|Churches such as this one have been experiencing increased
government interference throughout Zhejiang province.
(Photo: China Aid)
Reported in Chinese by Qiao Nong. Translated by Carolyn Song. Written in English by Brynne Lawrence.
(Wenzhou, Zhejiang—July 1, 2016) Authorities in China’s coastal Zhejiang province recently demanded that some churches hand all their income, including donations, to the government as part of a movement to implement more official regulations.
Since last year, the Chinese government has been pressuring churches to implement the “five transformations,” which consist of “localizing religion (through adopting local architectural styles for church buildings), standardizing management, indigenizing theology (by contextualizing sermons), financial transparency and adapting Christian teachings,” in order to mold Christianity into an institution that reflects the objectives of the Communist Party. As a result, the government established office spaces within churches and assigned officials to closely regulate them.
Government departments implemented new rules for churches in Pingyang County, Wenzhou, including that they must submit all of their donated money to the authorities. A local Christian said that, “… the government officials will interfere with church affairs, managing our donations and some large-scale projects. We have to obtain their (the government’s) permission if we would like to buy equipment or decorate the church. We will have to ask for permission for any expenses more than a few thousand yuan.”

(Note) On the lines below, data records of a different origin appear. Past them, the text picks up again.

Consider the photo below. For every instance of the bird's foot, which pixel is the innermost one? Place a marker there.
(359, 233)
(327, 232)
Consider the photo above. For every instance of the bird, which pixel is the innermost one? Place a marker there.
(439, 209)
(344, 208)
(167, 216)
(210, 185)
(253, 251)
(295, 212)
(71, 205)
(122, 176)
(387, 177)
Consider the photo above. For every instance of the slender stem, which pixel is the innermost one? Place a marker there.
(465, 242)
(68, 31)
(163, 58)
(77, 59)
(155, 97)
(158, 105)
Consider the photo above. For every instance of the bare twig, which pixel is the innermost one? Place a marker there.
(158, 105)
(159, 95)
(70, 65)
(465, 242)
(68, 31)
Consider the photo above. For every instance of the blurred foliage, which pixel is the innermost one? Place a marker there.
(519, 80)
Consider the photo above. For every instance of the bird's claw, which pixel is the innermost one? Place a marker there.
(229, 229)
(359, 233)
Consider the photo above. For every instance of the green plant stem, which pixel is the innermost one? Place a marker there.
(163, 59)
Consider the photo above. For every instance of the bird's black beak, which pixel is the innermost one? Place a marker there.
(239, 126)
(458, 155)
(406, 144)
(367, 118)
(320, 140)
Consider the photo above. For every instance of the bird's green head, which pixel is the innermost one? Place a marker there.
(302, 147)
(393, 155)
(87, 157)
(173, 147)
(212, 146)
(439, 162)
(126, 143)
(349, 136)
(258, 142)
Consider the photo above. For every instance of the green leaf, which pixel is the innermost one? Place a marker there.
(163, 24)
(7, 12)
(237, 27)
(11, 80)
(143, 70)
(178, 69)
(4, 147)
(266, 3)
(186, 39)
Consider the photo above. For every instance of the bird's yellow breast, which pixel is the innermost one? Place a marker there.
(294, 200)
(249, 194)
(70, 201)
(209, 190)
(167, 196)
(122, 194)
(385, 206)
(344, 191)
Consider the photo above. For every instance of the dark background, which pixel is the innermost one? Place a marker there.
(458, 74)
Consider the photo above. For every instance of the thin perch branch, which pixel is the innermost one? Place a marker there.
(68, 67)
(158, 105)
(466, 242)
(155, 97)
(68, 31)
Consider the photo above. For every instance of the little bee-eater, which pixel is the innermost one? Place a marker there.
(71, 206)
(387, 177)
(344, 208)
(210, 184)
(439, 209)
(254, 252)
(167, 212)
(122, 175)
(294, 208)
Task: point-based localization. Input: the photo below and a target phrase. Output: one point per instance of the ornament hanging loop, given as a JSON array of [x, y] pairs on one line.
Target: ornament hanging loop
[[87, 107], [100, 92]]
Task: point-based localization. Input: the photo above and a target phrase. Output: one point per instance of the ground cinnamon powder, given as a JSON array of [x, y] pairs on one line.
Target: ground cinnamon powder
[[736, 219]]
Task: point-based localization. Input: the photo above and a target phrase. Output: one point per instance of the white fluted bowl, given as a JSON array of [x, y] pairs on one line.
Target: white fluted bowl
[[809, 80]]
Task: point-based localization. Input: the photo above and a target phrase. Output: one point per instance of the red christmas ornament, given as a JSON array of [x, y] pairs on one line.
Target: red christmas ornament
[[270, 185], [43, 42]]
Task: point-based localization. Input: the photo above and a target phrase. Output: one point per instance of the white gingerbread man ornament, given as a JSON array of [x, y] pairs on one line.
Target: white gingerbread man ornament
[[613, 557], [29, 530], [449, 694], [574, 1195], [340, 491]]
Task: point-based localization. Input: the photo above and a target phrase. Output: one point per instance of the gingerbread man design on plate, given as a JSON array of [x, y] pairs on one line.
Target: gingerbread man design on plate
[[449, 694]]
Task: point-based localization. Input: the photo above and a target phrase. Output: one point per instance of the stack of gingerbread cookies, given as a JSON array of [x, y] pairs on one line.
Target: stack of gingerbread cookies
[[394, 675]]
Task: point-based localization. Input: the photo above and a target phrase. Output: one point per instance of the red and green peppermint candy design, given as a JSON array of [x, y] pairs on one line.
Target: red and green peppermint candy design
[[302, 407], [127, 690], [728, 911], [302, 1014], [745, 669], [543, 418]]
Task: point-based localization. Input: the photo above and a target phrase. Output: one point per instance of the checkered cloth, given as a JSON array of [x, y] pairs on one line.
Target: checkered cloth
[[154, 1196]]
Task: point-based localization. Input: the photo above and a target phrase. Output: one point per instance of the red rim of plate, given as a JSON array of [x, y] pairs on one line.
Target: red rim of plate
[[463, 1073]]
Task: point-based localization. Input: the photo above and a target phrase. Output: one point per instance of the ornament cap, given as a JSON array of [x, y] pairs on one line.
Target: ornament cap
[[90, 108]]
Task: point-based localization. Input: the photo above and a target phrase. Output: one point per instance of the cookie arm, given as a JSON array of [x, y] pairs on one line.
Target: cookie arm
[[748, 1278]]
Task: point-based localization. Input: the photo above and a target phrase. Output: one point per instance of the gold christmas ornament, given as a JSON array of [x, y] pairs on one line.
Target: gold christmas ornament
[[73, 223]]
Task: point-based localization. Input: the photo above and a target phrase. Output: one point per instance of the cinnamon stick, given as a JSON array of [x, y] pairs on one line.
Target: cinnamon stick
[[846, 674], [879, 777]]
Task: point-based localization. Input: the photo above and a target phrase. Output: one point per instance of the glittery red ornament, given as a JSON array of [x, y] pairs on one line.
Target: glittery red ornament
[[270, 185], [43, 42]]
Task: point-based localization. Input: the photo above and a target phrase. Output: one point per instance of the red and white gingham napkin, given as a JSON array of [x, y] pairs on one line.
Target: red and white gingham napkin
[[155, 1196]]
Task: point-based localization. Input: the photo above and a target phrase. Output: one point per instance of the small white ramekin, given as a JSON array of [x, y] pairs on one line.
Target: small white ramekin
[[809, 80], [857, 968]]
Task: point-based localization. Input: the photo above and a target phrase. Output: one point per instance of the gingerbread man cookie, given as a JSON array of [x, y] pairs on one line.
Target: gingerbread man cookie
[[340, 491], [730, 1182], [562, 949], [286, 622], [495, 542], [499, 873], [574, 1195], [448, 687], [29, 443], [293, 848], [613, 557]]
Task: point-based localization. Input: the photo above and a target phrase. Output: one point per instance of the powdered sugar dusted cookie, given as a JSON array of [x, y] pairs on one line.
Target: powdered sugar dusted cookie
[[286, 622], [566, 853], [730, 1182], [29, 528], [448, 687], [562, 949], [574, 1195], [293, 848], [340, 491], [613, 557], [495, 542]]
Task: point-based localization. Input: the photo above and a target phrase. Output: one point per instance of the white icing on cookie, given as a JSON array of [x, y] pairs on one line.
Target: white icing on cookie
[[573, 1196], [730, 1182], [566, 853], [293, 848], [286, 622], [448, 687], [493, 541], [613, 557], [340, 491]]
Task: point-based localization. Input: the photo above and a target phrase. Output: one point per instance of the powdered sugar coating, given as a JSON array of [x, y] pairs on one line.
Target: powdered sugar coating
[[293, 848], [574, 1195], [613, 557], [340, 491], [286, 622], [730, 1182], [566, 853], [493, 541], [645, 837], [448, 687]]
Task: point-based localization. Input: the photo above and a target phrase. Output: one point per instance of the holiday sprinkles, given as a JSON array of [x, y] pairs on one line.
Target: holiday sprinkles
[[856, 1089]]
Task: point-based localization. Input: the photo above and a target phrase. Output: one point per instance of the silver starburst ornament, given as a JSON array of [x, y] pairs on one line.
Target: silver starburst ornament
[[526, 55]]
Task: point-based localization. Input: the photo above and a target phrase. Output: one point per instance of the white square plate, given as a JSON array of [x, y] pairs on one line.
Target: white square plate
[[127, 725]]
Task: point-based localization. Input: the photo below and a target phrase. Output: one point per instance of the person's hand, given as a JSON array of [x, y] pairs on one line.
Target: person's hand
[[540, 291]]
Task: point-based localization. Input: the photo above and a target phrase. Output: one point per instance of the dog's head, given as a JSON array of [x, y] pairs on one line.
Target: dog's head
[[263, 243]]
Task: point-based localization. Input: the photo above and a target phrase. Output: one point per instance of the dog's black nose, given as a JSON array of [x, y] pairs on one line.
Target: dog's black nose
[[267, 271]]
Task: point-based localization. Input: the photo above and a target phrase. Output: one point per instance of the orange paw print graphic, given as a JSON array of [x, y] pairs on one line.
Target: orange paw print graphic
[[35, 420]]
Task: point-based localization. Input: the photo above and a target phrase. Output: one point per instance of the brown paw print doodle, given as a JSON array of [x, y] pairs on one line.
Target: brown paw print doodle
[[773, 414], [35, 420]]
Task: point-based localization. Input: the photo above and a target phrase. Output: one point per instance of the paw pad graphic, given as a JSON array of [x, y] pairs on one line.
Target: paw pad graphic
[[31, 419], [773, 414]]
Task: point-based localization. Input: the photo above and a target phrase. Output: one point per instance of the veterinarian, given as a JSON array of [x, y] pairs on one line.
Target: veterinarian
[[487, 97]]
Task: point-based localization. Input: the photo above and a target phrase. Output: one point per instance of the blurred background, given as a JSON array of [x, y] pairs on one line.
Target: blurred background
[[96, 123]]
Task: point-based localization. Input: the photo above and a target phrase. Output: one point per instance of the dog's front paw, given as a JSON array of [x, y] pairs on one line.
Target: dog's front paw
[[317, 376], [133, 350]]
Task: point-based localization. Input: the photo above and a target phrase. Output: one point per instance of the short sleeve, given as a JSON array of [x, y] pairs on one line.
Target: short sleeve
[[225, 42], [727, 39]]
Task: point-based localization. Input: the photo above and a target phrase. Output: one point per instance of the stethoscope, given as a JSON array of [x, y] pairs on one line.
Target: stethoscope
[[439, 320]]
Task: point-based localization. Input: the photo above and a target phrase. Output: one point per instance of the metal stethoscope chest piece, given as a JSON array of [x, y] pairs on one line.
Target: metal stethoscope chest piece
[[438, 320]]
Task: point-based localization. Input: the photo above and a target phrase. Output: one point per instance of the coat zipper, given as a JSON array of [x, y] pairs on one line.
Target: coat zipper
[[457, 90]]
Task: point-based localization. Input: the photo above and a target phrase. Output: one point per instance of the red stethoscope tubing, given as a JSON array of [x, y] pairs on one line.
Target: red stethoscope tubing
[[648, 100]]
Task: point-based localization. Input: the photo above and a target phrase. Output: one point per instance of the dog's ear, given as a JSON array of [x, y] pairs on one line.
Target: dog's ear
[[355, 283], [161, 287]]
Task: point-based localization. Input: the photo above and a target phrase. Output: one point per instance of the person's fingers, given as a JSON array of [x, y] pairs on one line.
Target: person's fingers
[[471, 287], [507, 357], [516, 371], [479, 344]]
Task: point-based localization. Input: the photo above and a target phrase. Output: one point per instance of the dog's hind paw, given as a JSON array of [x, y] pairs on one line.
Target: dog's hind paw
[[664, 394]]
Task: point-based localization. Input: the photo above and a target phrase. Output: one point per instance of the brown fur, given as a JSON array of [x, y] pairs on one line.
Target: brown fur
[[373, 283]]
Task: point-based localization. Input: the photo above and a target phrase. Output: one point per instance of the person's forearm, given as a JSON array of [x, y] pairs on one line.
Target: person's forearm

In July 2015, the local government began arranging for officials to speak at church services and set up tables for them in the churches. On Aug. 30 of the same year, authorities ordered that government personal supervise every church in Wenzhou.
According to an unconfirmed report, the local government is now requiring churches to fly the official Chinese flag on top of their buildings—where many of them displayed crosses before the actions of an ongoing cross demolition campaign—and place it on their pulpits.
China Aid reports on abuses, such as those experienced by Christians in Wenzhou, in order to promote religious freedom and rule of law in China.